Our study is limited by its retrospective nature and the patient population is derived from a large database where differentiation of hemorrhagic versus ischemic stroke was not possible. In the existing literature from small studies ischemic strokes appear to be predominant as compared to hemorrhagic strokes in the post-transplant population (13% vs 2.5%). ¹ The most common type of stroke in the early post-transplant period has been found to be ischemic. ⁸ It is therefore possible that in this cohort which addresses the early post-transplant period, the predominant type of stroke is ischemic. Further studies are required in this area.

In a small study patients bridged to transplantation directly from ECMO versus those bridged from ECMO via a CF-LVAD device prior to transplantation had a 7-fold higher incidence of stroke. ²⁰ This is possibly due to the sicker condition of the patients on ECMO going directly to transplantation. Additionally, different devices have different stroke rates even within the same class of centrifugal CF-LVADs. ²¹ These observations lend support to the fact that the clinical condition of the patient may also contribute to the outcomes in a large way in addition to the mechanical circulatory support device types used in each clinical scenario.

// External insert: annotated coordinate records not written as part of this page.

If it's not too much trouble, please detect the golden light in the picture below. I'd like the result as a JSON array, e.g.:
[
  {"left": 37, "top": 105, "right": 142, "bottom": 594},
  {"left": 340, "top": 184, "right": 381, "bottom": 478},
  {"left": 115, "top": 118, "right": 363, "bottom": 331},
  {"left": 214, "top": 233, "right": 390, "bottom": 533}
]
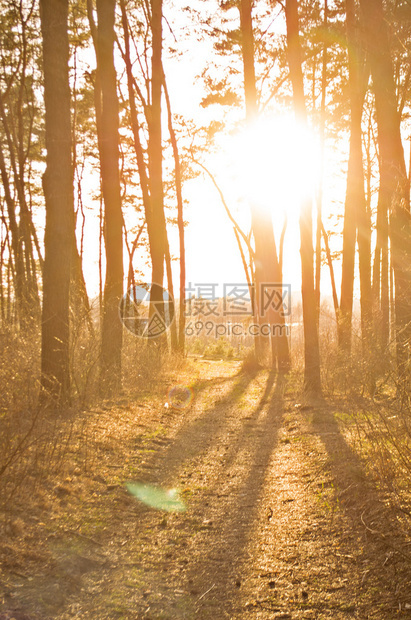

In this study the percentage of patients on ventilation was 30% in group A (no stroke) and 36% in group B (stroke) for the entire cohort and the percentage of patients on ventilation was 29% in group A (no stroke) and 32% in group B (stroke) for the LVAD group. Comparison of creatinine in the two groups showed slightly lower values in group B versus group A. Large databases also have the disadvantage of missing and incomplete data which can impact results. Despite these limitations, this study lends credence to the fact that incidence of strokes in the early post-transplant period prior to discharge is also influenced by the type of mechanical support used as the bridge to transplantation in addition to the clinical history of the patients in the perioperative period.